I am doing the same thing at the moment but slightly differently. The only room i could have the kitten in is the front room so thats where he is now. I was surprised at how well socialized Presley was so i decided to let one cat at a time in to meet him the day he came home. Elvis, my male cat came in and had a sniff and was very gentle with Presley, i then removed Elvis and let Thelma come in to the front room. Thelma is not so sure of Presley and hisses at him if he comes near her so i removed her and have given her a blanket with his smell on for her to get used to. Marley my dog is a cat lover so i knew he would be fine with the kitten from day one they were playing together. Everyday for 10 mins or so every now and then i let Elvis in to see the kitten and they really love each other already, i am taking things more slowly with Thelma. It would have been more practical to have a spare room for the kitten so the cats didn't feel pushed out of the front room but unfortunately i don't so i have to keep going to and from the front room to spend time with all the cats


----------



## Marley boy (Sep 6, 2010)

AnimatedApe said:


> So, they have been eating meals together absolutely fine and yesterday I opened the backdoor and the sat watching the rain together. Last night Lenin even started to clean him.
> 
> However, there was also a bit of wrestling going on. They were locked onto each other, no claws, hissing or growling, just rolling around on the floor vigorously.
> 
> ...


Thelma and Elvis do this, it sounds like play wrestling nothing to worry about. I wouldn't spray them other wise they might become scared of playing with each other if they associate it with being sprayed. I would try distracting them if they get too boisterous.


----------



## K337 (May 20, 2011)

Bloo and Freckle do this as well. They will bite each other and hold each other down and kick, but it's done in a 'friendly' manner and there is no hissing or claws. I do tell mine off a bit as they tend to pick the most inappropriate places for this; while i'm trying to sleep and both are curled up near my legs (and yes my leg does get attacked in all their excitement) or at the top of the stairs, and inevitably they both go hurtling down...

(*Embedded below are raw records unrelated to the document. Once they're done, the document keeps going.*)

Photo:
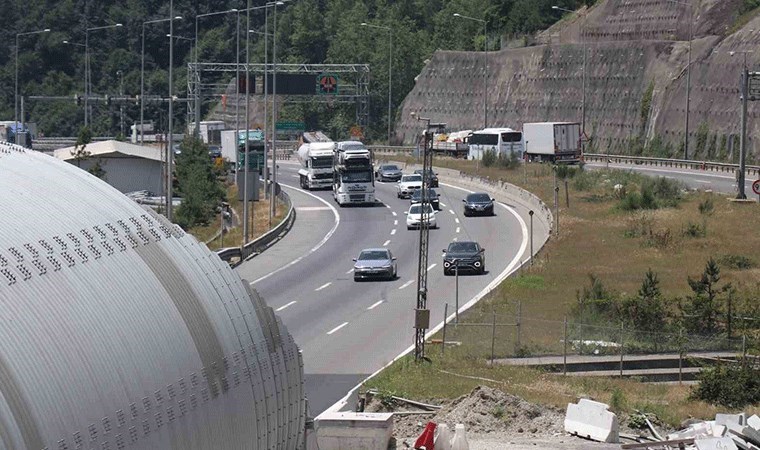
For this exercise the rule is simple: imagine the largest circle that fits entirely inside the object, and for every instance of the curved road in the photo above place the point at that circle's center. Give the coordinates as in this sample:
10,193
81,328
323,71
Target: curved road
349,330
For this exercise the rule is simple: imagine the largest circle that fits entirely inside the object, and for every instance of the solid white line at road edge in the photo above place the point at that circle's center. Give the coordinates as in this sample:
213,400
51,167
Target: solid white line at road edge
316,247
337,328
513,266
285,306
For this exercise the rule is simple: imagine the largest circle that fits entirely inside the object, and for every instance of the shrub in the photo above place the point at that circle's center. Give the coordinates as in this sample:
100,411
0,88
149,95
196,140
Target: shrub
736,262
729,385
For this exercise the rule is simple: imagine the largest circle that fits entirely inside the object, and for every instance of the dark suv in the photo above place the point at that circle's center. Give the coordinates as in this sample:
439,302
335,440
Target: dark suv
478,203
431,177
464,256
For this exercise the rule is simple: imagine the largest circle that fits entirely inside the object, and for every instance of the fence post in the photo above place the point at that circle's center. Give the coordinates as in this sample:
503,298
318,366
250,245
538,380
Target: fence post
493,338
622,346
564,351
445,316
519,319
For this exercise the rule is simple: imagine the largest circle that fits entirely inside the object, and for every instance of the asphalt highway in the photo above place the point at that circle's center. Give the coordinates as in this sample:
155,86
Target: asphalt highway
348,330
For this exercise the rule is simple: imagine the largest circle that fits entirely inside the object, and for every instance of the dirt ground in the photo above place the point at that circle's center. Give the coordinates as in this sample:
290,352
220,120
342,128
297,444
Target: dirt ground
493,420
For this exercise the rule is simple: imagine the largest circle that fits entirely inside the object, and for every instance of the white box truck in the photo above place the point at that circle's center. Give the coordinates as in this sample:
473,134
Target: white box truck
552,141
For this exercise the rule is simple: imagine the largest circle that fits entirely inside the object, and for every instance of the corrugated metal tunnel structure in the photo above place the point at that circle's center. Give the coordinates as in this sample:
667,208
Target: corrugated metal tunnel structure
120,331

It's gotten to the stage now where if you hear them and then call out "boys! I hope you are not fighting!!!" and go look at them they are sitting suspiciously close, delicately licking their fur and their tails are madly lashing, and when they look at you it's like they are said "Us? Whatever gave you that idea? Now go away you silly human".


----------



## AnimatedApe (Oct 18, 2010)

Thanks for all of the advice guys, I'm really glad that I posted this on here.

I've been letting them go for it this evening, and restraining myself from intervening. It's been pretty hard as the play fighting seems so rough, and the occasional gnawing noise makes me want to protect them. However, after a bit of rough and tumble I inspected them both and there were no scratches or bite marks etc... There has been a bit of fur flying, but to be fair it is no more than I would normally brush out of them in an evening anyway.

The kitten has let out a few yelps when Lenin gets too rough, and then she stops. Lenin has let out a couple of small hisses when the kitten gets too rough, but it doesn't deter them from starting again after a few minutes rest.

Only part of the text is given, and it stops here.